I am trying to generate random practice phrases in English for a morse code trainer. I am trying to figure out how to deal with gender agreement in English. I'd like to be able to generate phrases like "He is a son", "She is a mother", "It is a door", but avoid things like "He is a mother", "She is a door", "It is a father". "He is a mother" mixes genders, and sentences like "She is a door" and "It is a father" mix human/non-human. It seems that in the rgl, human and nonhuman have the Gender
type.
There are times when that sort of thing is acceptable, such as the phrase "No man is an island". And, for some reason, gender reveal parties often use phrases like "Its a boy!". But, I'm just trying to generate training data, so I am trying to focus on common usage.

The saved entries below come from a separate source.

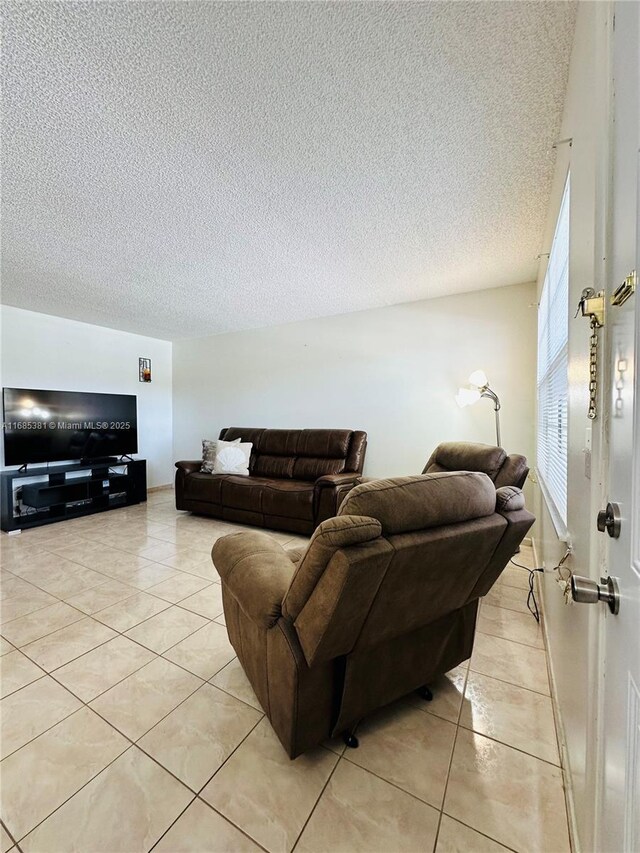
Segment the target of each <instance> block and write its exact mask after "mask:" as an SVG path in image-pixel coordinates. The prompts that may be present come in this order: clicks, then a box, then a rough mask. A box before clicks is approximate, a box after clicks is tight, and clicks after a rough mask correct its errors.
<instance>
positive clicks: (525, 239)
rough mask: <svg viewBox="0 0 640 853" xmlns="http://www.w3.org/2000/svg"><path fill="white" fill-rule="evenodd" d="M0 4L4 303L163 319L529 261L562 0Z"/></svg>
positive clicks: (168, 333)
mask: <svg viewBox="0 0 640 853" xmlns="http://www.w3.org/2000/svg"><path fill="white" fill-rule="evenodd" d="M2 10H3V11H2V14H3V18H4V39H3V41H4V44H3V48H4V51H3V53H4V57H3V62H4V110H5V113H4V115H5V119H4V152H3V159H4V163H3V165H4V186H3V222H4V225H3V268H2V273H3V275H2V301H3V302H4V303H6V304H9V305H15V306H19V307H22V308H27V309H30V310H34V311H42V312H45V313H49V314H57V315H60V316H65V317H70V318H74V319H77V320H84V321H86V322H91V323H97V324H100V325H106V326H112V327H115V328H120V329H124V330H128V331H133V332H139V333H142V334H147V335H153V336H157V337H162V338H170V339H171V338H174V339H175V338H184V337H192V336H198V335H206V334H211V333H219V332H226V331H231V330H235V329H243V328H252V327H258V326H266V325H271V324H274V323H283V322H288V321H292V320H299V319H304V318H308V317H318V316H324V315H328V314H336V313H344V312H349V311H355V310H359V309H363V308H372V307H376V306H381V305H387V304H391V303H396V302H405V301H409V300H415V299H422V298H425V297H431V296H439V295H443V294H448V293H456V292H462V291H469V290H475V289H480V288H486V287H495V286H501V285H507V284H515V283H518V282H523V281H530V280H532V279H534V278H535V276H536V271H537V262H536V260H535V256H536V254H537V253H538V252H539V251H540V250H541V248H542V247H541V245H540V240H541V235H542V227H543V221H544V217H545V214H546V206H547V201H548V196H549V190H550V181H551V174H552V168H553V160H554V157H553V151H552V150H551V146H552V143H553V142H554V141H555V138H556V133H557V130H558V127H559V121H560V115H561V109H562V103H563V96H564V90H565V84H566V77H567V66H568V59H569V52H570V45H571V40H572V35H573V26H574V18H575V4H567V3H564V2H496V3H494V2H471V3H466V2H423V3H420V2H410V3H405V2H391V3H377V2H370V3H366V2H365V3H363V2H335V3H325V2H320V3H306V2H275V3H271V2H240V3H236V2H161V3H156V2H148V1H147V0H142V2H135V0H134V1H133V2H132V0H126V2H78V3H76V2H62V3H58V2H47V1H46V0H45V2H38V3H34V2H28V0H26V1H25V0H20V2H11V1H10V0H9V2H7V0H5V2H4V3H3V4H2Z"/></svg>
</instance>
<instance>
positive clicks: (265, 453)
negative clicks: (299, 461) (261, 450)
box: [251, 453, 304, 480]
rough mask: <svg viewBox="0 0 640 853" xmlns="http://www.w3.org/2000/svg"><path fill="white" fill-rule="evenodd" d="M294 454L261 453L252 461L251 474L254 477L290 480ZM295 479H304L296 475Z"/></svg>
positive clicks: (256, 456)
mask: <svg viewBox="0 0 640 853" xmlns="http://www.w3.org/2000/svg"><path fill="white" fill-rule="evenodd" d="M295 461H296V458H295V456H272V455H270V454H268V453H261V454H260V455H259V456H256V458H255V462H254V463H253V469H252V472H251V473H252V474H254V475H255V476H256V477H275V478H276V479H279V480H290V479H291V478H292V477H293V476H294V471H293V469H294V463H295ZM297 479H304V478H302V477H298V478H297Z"/></svg>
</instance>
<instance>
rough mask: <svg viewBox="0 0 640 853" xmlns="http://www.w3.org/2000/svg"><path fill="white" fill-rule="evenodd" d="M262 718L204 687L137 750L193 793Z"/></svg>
mask: <svg viewBox="0 0 640 853" xmlns="http://www.w3.org/2000/svg"><path fill="white" fill-rule="evenodd" d="M261 718H262V714H260V713H259V712H258V711H256V710H255V709H253V708H249V707H248V706H247V705H245V704H244V703H243V702H240V701H238V700H237V699H234V698H233V696H229V695H228V694H227V693H223V692H222V690H218V689H217V688H216V687H213V686H212V685H211V684H204V685H203V686H202V687H201V688H200V689H199V690H197V691H196V692H195V693H193V694H192V695H191V696H189V698H188V699H185V701H184V702H183V703H182V704H181V705H178V707H177V708H176V709H175V711H172V712H171V713H170V714H169V715H168V716H166V717H165V718H164V720H161V721H160V722H159V723H158V724H157V725H156V726H154V727H153V728H152V729H151V731H149V732H147V734H146V735H145V736H144V737H143V738H141V739H140V740H139V741H138V744H139V746H140V747H141V748H142V749H144V751H145V752H147V753H148V754H149V755H150V756H151V757H152V758H155V759H156V761H158V762H159V763H160V764H162V766H163V767H166V769H167V770H170V771H171V772H172V773H173V775H174V776H177V777H178V779H180V780H181V781H182V782H184V783H185V784H186V785H188V786H189V787H190V788H192V789H193V790H194V791H196V792H197V791H199V790H200V788H202V786H203V785H204V784H205V783H206V782H207V781H208V780H209V779H210V778H211V777H212V776H213V774H214V773H215V772H216V770H217V769H218V768H219V767H220V766H221V765H222V764H223V762H224V761H226V760H227V758H228V757H229V756H230V755H231V753H232V752H233V750H234V749H235V748H236V747H237V746H238V744H239V743H240V742H241V741H242V740H243V738H245V737H246V736H247V735H248V734H249V732H250V731H251V729H252V728H253V727H254V726H255V725H256V723H258V722H259V721H260V719H261Z"/></svg>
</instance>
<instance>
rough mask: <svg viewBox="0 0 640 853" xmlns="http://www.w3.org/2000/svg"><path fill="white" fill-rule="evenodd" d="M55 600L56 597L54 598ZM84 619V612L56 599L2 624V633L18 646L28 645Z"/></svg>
mask: <svg viewBox="0 0 640 853" xmlns="http://www.w3.org/2000/svg"><path fill="white" fill-rule="evenodd" d="M53 600H54V601H55V599H53ZM81 619H84V613H81V612H80V611H79V610H76V609H75V607H70V606H69V605H68V604H66V603H65V602H64V601H56V603H55V604H51V605H50V606H48V607H44V608H43V609H42V610H36V612H35V613H29V614H28V615H27V616H22V617H21V618H20V619H14V620H13V622H7V624H6V625H3V626H2V633H3V634H4V635H5V636H6V638H7V639H8V640H9V641H10V642H12V643H13V644H14V645H16V646H26V645H27V643H32V642H33V641H34V640H39V639H40V637H45V636H46V635H47V634H52V633H53V632H54V631H58V630H59V629H60V628H64V627H66V626H67V625H72V624H73V623H74V622H79V621H80V620H81Z"/></svg>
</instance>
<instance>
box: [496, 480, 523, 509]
mask: <svg viewBox="0 0 640 853" xmlns="http://www.w3.org/2000/svg"><path fill="white" fill-rule="evenodd" d="M515 509H524V495H523V494H522V489H518V488H517V487H516V486H500V488H499V489H496V510H497V511H498V512H503V511H505V512H512V511H513V510H515Z"/></svg>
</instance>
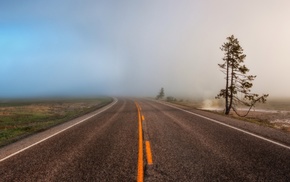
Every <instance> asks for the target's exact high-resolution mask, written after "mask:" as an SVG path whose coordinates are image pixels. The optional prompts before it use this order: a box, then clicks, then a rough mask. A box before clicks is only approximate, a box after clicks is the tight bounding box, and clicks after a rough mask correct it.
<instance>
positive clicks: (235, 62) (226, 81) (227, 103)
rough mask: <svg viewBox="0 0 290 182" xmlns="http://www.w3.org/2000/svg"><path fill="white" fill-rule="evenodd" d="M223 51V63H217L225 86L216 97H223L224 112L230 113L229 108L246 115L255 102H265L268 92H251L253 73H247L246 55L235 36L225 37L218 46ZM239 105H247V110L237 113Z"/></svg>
mask: <svg viewBox="0 0 290 182" xmlns="http://www.w3.org/2000/svg"><path fill="white" fill-rule="evenodd" d="M220 49H221V50H222V51H223V52H224V58H223V63H222V64H218V66H219V68H220V69H221V71H222V72H223V73H224V75H225V82H226V84H225V85H226V86H225V88H224V89H221V90H220V93H219V94H218V95H217V96H216V98H217V99H220V98H224V99H225V112H224V113H225V114H226V115H228V114H230V111H231V109H232V110H233V111H234V112H235V113H236V114H237V115H239V116H247V115H248V114H249V112H250V110H251V109H252V107H254V106H255V104H256V103H265V102H266V98H267V97H268V96H269V94H263V95H261V96H260V95H259V94H256V93H251V88H252V86H253V83H252V82H253V81H254V79H255V78H256V76H255V75H248V72H249V71H250V70H249V69H248V68H247V67H246V66H245V65H244V60H245V58H246V55H245V54H244V53H243V51H244V50H243V48H242V47H241V46H240V43H239V41H238V39H237V38H235V37H234V36H233V35H232V36H230V37H227V42H225V43H224V44H223V45H222V47H221V48H220ZM239 105H242V106H247V107H249V109H248V112H246V113H243V114H241V113H238V111H237V107H238V106H239Z"/></svg>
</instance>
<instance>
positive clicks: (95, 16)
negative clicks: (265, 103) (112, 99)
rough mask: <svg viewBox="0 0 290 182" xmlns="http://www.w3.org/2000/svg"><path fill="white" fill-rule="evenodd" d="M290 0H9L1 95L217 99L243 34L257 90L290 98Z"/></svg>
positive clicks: (242, 36) (0, 96)
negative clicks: (166, 96) (163, 88)
mask: <svg viewBox="0 0 290 182" xmlns="http://www.w3.org/2000/svg"><path fill="white" fill-rule="evenodd" d="M289 7H290V1H287V0H278V1H270V0H267V1H265V0H263V1H262V0H257V1H254V2H253V1H250V0H244V1H228V0H222V1H213V0H204V1H201V0H180V1H175V0H147V1H131V0H125V1H117V0H115V1H114V0H109V1H107V0H106V1H100V0H97V1H93V0H63V1H58V0H51V1H37V0H29V1H20V0H14V1H1V2H0V85H1V90H0V98H7V97H9V98H21V97H43V96H92V95H114V96H146V97H147V96H151V97H154V96H156V94H157V93H158V92H159V90H160V88H161V87H164V89H165V94H166V96H174V97H177V98H178V97H180V98H191V99H196V98H199V99H212V98H214V96H215V95H216V94H217V93H218V92H219V90H220V89H221V88H223V87H224V85H225V83H224V75H223V74H222V73H221V72H220V70H219V68H218V66H217V64H218V63H221V62H222V57H223V53H222V51H221V50H220V49H219V48H220V47H221V45H222V44H223V43H224V42H225V41H226V37H228V36H230V35H232V34H233V35H235V37H237V38H238V39H239V41H240V45H241V46H242V47H243V49H244V53H245V54H246V55H247V58H246V60H245V64H246V66H247V67H248V68H249V69H250V74H253V75H257V78H256V80H255V81H254V86H253V89H252V90H253V92H256V93H259V94H262V93H268V94H270V98H283V97H288V98H289V97H290V96H289V93H290V85H289V84H288V83H289V81H290V75H289V73H288V71H289V68H290V62H289V60H290V55H289V48H290V34H289V31H290V24H289V19H290V11H289Z"/></svg>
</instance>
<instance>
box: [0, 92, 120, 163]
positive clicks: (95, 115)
mask: <svg viewBox="0 0 290 182" xmlns="http://www.w3.org/2000/svg"><path fill="white" fill-rule="evenodd" d="M117 101H118V99H116V98H114V101H113V102H112V103H111V104H110V105H108V106H106V107H104V108H102V109H100V111H99V112H97V113H96V114H93V115H91V116H89V117H87V118H85V119H82V120H81V121H79V122H77V123H75V124H73V125H70V126H69V127H67V128H64V129H62V130H60V131H58V132H56V133H54V134H52V135H50V136H48V137H46V138H44V139H42V140H40V141H38V142H36V143H34V144H31V145H29V146H27V147H25V148H23V149H21V150H19V151H17V152H14V153H12V154H10V155H8V156H6V157H4V158H2V159H0V162H3V161H5V160H6V159H9V158H11V157H13V156H15V155H17V154H19V153H21V152H23V151H25V150H27V149H29V148H31V147H33V146H35V145H38V144H40V143H42V142H44V141H46V140H48V139H50V138H52V137H54V136H56V135H58V134H60V133H62V132H64V131H66V130H68V129H70V128H72V127H74V126H76V125H78V124H80V123H82V122H84V121H86V120H88V119H90V118H92V117H94V116H96V115H98V114H100V113H102V112H104V111H106V110H108V109H109V108H111V107H112V106H113V105H115V104H116V103H117Z"/></svg>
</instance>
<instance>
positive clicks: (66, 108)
mask: <svg viewBox="0 0 290 182" xmlns="http://www.w3.org/2000/svg"><path fill="white" fill-rule="evenodd" d="M110 102H112V99H111V98H105V97H104V98H94V99H64V100H62V99H57V100H22V101H20V100H14V101H1V102H0V146H3V145H6V144H9V143H11V142H14V141H16V140H18V139H20V138H23V137H25V136H28V135H31V134H33V133H37V132H40V131H43V130H45V129H48V128H49V127H52V126H55V125H57V124H60V123H63V122H66V121H69V120H71V119H74V118H76V117H78V116H81V115H84V114H87V113H89V112H92V111H94V110H96V109H98V108H100V107H103V106H105V105H107V104H109V103H110Z"/></svg>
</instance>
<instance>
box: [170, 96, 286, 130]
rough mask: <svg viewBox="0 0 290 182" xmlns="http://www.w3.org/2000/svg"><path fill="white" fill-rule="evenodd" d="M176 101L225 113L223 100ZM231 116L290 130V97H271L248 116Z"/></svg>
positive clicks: (212, 111) (243, 112) (203, 109)
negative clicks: (275, 98)
mask: <svg viewBox="0 0 290 182" xmlns="http://www.w3.org/2000/svg"><path fill="white" fill-rule="evenodd" d="M174 103H176V104H180V105H185V106H188V107H191V108H197V109H202V110H208V111H211V112H217V113H219V114H222V113H223V109H222V108H223V102H222V101H221V100H215V99H212V100H203V101H201V100H198V101H183V102H174ZM238 112H239V114H240V115H244V114H245V110H244V109H239V111H238ZM230 116H231V117H235V118H238V119H242V120H245V121H248V122H253V123H257V124H260V125H265V126H269V127H274V128H277V129H281V130H283V131H287V132H290V99H270V100H268V101H267V103H266V104H257V105H256V107H255V108H254V109H253V110H251V111H250V113H249V114H248V115H247V117H239V116H238V115H236V114H235V113H234V112H231V113H230Z"/></svg>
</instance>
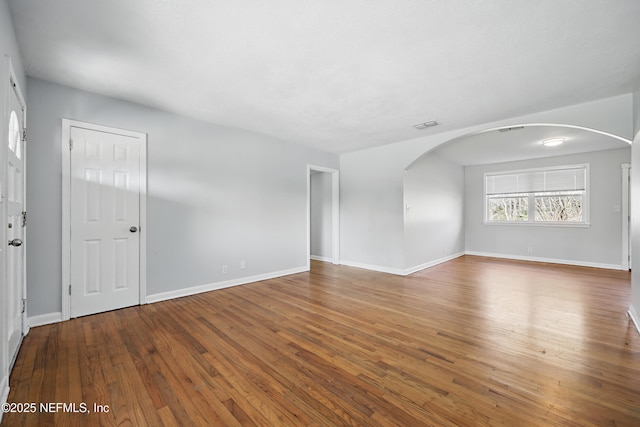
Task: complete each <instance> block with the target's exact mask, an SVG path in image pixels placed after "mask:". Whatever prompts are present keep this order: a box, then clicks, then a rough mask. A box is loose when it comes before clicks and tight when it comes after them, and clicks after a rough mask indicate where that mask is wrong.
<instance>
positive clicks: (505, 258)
mask: <svg viewBox="0 0 640 427" xmlns="http://www.w3.org/2000/svg"><path fill="white" fill-rule="evenodd" d="M465 254H466V255H475V256H484V257H489V258H503V259H513V260H517V261H533V262H545V263H549V264H562V265H575V266H578V267H594V268H604V269H608V270H624V268H622V266H621V265H620V264H604V263H597V262H588V261H576V260H567V259H558V258H539V257H530V256H521V255H511V254H496V253H491V252H476V251H465Z"/></svg>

I am very new to grammatical framework, so I could be approaching this entirely wrong. Here is what I have so far,
In Agreement.gf
abstract Agreement = {
flags startcat = Message ;
cat
Message ; Subject ; SubjectComplement ;
fun
Is : Subject -> SubjectComplement -> Message ;
He, She, It : Subject;
Son, Daughter, Father, Mother, Fence, Door : SubjectComplement;
}
In AgreementEng.gf
concrete AgreementEng of Agreement = open DictEng, SyntaxEng, ParadigmsEng, VerbEng, ResEng in {
lincat
Message = Cl ;
Subject = NP;
SubjectComplement = CN;
lin
Is s sc = mkCl s sc;
He = DictEng.he_Pron;
She = DictEng.she_Pron;
It = DictEng.it_Pron;
Son = mkCN son_N;
Daughter = mkCN daughter_N;
Mother = mkCN mother_N;
Father = mkCN father_N;
Fence = mkCN fence_N;
Door = mkCN fence_N;
}
If I load this into gf
and run generate_random | linearize
, it works, but ignores gender and humanness.
I see that in DictEng
there is some gender/nonhuman markers for the pronouns,
lin she_Pron = mkPron "she" "her" "her" "hers" singular P3 feminine ;
lin he_Pron = mkPron "he" "him" "his" "his" singular P3 masculine ;
lin it_Pron = mkPron "it" "it" "its" "its" singular P3 nonhuman;
Though not for most nouns,
lin mother_N = mkN "mother" "mothers";
lin daughter_N = mkN "daughter" "daughters";
Though some do have gender marked,
lin actor_N = mkN masculine (mkN "actor" "actors");
lin actress_N = mkN feminine (mkN "actress" "actresses");
How would you approach this?
I am open to suggestions for any aspects of this code -- not just the gender issue. My overall goal is to generate increasingly complex, vaguely sensical english phrases. Think Duo Lingo -- but for morse code. I will have a bunch of training levels which build on top of previous levels adding new vocabulary, longer sentences, etc.
At the moment, I do not care about non-English languages -- that is a problem for future me. I also do not need to support for everything in DictEng
. The list of potential words and phrases will be hand curated.
Using what is shown so far, I'd start by training on individual words, "he", "she", "it", "is", "son", etc.
Then simple phrases "he is", "she is", "it is".
Then finally full sentences like "he is a son".
Then I would add the plurals, "we", "they", "are", "sons", etc. Then I'd train the new words individually. Then phrases like "we are", "they are", etc. And then sentences "we are fathers". And then I'd do a mixture of singular and plural sentences.
So, in the grammar files I need the granularity to generate each of these different types of training phrases.
Thanks!
(Not sure it matters but I have decades of Haskell experience and dabble in things like Idris. So I think I am fine with the grammatical framework language -- my trouble is more in understanding the libraries (rgl) and big picture).